Post
Topic
Board Hardware
Re: HashFast announces specs for new ASIC: 400GH/s
by
mrb
on 21/08/2013, 04:00:21 UTC
Simon, regardless of what you think is doable, you are taking unnecessarily high risks to develop such a high-TDP chip. It would have made a helluva lot more sense to go with, say, 4 chips of 63W each. The die would be 1/4th the size. 1/4th the cost too since you would have 4x more chips per wafer. A little more PCB space would be used (big freaking deal). But this would have taken away a lot of the risk of cooling a single hot chip.

The energy density (W/mm2) would still be the same.  1/4th the wattage over 1/4th the area.  They had decided to go water cooling for efficient heat transfer.  That would mean more complex asembly, more components, and higher cost.  Not sure how that is going to improve ROI%.
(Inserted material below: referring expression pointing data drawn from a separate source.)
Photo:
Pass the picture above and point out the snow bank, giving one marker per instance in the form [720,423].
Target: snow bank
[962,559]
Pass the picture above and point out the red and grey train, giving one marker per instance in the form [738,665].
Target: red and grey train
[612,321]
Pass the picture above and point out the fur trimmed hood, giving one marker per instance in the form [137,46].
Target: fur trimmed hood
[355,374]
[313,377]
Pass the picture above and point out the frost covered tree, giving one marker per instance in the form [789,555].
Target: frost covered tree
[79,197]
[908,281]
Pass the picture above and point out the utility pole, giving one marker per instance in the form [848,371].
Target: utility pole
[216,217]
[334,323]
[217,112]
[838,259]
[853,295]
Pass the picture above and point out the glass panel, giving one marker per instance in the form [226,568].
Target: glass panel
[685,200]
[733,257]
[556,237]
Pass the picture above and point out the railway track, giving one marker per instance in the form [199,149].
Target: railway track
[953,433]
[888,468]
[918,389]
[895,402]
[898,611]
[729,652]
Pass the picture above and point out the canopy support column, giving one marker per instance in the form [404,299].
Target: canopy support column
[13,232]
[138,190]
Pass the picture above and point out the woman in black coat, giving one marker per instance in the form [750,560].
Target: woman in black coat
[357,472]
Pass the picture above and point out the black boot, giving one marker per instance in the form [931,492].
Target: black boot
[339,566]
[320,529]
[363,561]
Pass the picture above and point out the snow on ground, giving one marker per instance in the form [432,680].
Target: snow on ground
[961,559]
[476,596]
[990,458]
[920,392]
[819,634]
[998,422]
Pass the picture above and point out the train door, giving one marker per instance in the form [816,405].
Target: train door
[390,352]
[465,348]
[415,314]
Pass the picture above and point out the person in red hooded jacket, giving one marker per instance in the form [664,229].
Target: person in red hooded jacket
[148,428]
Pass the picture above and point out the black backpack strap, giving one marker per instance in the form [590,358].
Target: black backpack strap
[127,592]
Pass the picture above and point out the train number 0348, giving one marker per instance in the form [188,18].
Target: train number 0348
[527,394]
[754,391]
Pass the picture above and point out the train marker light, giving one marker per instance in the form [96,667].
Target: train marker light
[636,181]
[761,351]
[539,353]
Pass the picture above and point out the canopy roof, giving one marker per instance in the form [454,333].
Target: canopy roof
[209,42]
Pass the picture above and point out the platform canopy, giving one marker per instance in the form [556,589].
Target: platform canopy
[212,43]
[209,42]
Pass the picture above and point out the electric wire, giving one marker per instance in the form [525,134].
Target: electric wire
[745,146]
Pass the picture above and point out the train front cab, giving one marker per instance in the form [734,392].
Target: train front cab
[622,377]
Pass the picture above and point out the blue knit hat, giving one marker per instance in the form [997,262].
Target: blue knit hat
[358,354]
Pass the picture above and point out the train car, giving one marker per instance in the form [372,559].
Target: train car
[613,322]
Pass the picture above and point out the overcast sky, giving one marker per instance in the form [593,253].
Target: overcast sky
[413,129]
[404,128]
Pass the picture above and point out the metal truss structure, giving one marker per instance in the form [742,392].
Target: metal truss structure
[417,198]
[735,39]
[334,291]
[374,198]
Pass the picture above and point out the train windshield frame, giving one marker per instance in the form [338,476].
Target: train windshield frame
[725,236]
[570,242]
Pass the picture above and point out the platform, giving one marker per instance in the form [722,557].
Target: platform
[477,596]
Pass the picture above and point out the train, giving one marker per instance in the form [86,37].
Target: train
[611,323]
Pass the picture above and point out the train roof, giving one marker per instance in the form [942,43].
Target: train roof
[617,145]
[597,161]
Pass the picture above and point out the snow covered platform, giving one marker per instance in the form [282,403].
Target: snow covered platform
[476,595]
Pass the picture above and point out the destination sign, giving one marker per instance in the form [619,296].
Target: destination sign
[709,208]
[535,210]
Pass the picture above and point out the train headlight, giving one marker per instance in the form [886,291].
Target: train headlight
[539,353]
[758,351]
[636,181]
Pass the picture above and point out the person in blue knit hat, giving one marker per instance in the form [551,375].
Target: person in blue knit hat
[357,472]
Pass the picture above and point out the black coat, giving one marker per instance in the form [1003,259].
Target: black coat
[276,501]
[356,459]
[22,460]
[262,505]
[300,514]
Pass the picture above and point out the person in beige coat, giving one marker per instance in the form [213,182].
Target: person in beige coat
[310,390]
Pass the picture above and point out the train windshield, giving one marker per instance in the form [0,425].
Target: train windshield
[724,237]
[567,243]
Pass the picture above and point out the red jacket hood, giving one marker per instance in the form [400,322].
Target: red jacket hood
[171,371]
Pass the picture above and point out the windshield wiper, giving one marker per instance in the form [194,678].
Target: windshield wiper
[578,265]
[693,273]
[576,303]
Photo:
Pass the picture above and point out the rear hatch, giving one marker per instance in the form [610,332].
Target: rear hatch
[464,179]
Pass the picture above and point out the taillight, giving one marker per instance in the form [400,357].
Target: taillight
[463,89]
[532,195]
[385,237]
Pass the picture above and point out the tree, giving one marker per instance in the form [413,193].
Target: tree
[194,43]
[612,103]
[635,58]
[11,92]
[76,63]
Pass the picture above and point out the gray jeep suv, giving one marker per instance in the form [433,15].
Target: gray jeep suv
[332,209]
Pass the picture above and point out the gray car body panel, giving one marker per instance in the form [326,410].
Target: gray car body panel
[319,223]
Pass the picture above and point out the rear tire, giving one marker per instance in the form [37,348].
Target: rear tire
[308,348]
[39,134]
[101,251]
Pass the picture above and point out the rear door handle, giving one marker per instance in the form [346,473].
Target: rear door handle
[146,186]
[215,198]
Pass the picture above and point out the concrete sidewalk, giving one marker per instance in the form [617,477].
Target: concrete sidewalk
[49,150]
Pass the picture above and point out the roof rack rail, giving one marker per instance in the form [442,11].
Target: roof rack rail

There is a reason that Intel puts 4 cores on a single socket chip rather than having consumer grade boards run 4 sockets with single core processors.

Yes the energy density is the same. But my point remains: it is technically easier to cool 4 x 63W chips than 1 x 250W chip. So I am waiting for Simon's reply... If my point wasn't clear enough: an air-cooled 4 x 63W-chip Hashfast Baby Jet could almost assuredly be designed and shipped before a more complex water-cooled 1 x 250W-chip system.

PS #1: the reason Intel doesn't use 4 sockets on consumer grade boards is because sockets are expensive (4 sockets at $10 each would double the price of a consumer grade $40 mobo...) plus space is constrained in a desktop form factor (whereas nobody care really if a 400 Gh/s miner delivered in October is 1U vs 3U).

PS #2: I also disagree with BFL's choice of the PCIe form factor. I am just saying it could be worse if they had decided to host a single 300+ watt chip on the card.